The animosity between Kirk and Spock comes to a head when Kirk, who's been snuck onto the newly launched Enterprise by McCoy, insists on going after the Romulan ship (with the almost unrecognizable Eric Bana as its tattoo-faced captain, Nero) that attacks the planet Vulcan–Spock exiles Kirk off the ship to a desolate, snowbound planet in the middle of nowhere.
The tense (sometimes amusingly so) relationship between Kirk and Spock, who actually shared a close friendship in the original series, plays a central role in the film. So does Spock's struggle with his identity–should he give in to his emotional half-human side, or stay true to his Vulcan nature, always indifferent and logical? But the other members of the crew provide plenty of funny moments, most notably the very enthusiastic navigator, Chekov (played endearingly by Anton Yelchin), the smart and hilarious goofball, Scotty (Simon Pegg), and the very straightforward McCoy (Karl Urban).

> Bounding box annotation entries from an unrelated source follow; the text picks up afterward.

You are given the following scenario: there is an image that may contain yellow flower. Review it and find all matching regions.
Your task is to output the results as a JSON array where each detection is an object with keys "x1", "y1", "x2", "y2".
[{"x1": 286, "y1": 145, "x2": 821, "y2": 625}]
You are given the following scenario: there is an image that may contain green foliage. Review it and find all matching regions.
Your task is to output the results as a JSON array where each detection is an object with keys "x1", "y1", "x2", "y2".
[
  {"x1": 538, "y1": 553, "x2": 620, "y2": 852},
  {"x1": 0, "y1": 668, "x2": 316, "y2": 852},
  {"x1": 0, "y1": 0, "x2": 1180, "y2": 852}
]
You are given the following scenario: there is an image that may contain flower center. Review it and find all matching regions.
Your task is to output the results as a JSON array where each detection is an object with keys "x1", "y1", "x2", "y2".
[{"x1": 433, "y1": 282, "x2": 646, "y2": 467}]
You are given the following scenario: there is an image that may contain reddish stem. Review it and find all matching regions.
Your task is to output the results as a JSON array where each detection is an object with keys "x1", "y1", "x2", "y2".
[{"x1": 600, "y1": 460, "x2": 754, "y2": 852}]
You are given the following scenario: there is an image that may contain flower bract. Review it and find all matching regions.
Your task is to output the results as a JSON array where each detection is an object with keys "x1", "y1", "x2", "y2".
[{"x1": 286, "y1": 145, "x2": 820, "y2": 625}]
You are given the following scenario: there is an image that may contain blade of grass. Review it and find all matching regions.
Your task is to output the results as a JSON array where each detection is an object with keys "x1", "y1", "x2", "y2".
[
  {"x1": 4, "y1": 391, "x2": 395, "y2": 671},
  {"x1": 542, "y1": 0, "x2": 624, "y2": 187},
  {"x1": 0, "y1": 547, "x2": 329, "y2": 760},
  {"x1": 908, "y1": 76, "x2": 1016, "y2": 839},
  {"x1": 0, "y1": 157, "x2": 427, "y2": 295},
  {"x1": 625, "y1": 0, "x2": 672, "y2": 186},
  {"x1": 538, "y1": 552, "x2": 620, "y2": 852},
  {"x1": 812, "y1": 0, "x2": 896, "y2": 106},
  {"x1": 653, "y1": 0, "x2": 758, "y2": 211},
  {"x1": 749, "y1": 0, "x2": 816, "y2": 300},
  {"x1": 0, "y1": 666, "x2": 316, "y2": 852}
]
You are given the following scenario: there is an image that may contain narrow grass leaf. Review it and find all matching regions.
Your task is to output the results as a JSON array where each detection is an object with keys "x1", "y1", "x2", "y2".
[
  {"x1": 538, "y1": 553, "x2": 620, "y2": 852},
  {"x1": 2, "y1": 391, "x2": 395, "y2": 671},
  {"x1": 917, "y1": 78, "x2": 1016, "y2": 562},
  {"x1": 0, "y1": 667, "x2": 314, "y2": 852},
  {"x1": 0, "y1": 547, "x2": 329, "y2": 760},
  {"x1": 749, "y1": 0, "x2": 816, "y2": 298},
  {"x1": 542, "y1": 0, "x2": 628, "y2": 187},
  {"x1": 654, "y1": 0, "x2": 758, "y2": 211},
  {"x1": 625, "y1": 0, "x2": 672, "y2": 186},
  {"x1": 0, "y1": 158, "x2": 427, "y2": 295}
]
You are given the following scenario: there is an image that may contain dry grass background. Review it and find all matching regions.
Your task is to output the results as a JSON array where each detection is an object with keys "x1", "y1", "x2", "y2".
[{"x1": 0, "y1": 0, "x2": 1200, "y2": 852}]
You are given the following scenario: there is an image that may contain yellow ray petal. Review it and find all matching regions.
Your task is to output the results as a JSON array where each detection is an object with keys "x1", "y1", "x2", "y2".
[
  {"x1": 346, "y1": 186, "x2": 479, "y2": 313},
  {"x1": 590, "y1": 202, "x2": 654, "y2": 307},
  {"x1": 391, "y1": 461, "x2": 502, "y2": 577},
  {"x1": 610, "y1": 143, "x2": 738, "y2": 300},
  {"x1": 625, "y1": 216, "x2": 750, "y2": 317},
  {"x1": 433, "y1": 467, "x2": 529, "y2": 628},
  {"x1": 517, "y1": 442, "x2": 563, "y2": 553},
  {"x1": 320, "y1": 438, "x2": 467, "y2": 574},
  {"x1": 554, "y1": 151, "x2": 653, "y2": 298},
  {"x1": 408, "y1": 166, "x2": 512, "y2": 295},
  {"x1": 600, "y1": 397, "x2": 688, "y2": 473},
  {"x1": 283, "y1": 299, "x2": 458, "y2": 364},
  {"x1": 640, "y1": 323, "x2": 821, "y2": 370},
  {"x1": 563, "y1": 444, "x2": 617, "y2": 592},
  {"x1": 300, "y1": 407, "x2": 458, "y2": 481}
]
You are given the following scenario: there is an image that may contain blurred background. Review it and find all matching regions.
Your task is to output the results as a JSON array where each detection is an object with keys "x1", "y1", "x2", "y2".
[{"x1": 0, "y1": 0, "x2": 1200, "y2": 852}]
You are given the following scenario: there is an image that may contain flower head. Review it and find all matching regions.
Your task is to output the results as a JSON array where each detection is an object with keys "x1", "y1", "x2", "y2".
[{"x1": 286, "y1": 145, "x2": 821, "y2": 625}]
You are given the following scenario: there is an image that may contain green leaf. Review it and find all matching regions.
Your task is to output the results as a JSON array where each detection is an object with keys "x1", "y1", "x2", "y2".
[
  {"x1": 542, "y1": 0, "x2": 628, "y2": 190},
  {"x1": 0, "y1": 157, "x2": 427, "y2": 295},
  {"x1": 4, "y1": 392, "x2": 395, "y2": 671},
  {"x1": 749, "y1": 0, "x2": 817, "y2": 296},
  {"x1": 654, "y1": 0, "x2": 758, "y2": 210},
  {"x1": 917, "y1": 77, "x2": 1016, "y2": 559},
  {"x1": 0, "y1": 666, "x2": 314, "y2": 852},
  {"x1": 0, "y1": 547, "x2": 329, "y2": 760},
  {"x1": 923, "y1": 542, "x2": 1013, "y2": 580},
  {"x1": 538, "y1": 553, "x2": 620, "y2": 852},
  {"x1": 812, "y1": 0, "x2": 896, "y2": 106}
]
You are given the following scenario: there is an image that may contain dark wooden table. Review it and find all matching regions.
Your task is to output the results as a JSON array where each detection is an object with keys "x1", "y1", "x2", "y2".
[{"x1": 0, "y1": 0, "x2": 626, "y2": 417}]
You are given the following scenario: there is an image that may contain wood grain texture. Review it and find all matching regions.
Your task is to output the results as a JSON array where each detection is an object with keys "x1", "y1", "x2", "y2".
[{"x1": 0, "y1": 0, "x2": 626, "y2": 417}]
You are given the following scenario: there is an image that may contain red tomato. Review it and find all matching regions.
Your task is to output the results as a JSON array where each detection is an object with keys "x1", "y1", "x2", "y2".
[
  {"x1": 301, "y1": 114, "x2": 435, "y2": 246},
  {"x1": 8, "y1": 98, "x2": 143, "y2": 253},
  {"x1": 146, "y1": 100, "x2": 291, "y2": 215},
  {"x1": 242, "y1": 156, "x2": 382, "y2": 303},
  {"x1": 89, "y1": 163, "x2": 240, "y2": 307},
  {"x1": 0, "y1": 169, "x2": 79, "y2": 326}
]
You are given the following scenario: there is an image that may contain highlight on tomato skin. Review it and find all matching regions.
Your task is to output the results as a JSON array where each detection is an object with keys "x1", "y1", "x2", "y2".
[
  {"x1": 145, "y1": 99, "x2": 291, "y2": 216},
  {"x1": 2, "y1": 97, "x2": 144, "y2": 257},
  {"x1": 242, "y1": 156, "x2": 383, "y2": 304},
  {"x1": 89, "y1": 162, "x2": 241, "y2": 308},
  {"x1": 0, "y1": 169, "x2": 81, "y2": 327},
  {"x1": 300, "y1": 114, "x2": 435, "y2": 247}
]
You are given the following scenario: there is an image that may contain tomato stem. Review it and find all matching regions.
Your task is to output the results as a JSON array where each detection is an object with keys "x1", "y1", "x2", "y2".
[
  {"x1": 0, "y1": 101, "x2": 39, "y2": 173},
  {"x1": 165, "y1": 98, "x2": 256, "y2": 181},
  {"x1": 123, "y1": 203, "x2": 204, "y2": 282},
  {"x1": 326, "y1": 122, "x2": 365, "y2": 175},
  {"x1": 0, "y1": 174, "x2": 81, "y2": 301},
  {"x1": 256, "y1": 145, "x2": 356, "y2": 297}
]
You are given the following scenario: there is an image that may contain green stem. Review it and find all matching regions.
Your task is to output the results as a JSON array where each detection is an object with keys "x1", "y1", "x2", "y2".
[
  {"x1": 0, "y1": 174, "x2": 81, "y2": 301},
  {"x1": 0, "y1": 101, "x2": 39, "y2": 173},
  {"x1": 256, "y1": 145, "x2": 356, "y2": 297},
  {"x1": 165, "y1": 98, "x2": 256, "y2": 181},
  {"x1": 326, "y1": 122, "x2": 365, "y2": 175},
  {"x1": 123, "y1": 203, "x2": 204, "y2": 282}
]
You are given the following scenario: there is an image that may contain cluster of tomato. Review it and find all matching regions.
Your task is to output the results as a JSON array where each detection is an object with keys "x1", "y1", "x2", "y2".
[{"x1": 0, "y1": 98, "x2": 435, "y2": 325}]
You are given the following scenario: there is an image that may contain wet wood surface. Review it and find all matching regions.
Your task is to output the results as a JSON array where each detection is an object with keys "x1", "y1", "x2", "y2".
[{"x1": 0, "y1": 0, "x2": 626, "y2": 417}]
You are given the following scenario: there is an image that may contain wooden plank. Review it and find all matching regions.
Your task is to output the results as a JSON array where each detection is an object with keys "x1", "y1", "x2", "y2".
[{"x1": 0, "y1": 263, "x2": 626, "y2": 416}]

Director J.J. Abrams, who's known for such fast-paced, action-packed creations as Alias, Cloverfield, and LOST, shows his subtle touch in the camerawork: extreme close-ups in intense, one-on-one confrontations and jerky, restless movement during significant encounters between characters. While we're sure many Star Trek fans were skeptical about him taking on the movie, he's created a film that you would likely find very enjoyable–whether you're a Trekkie or not.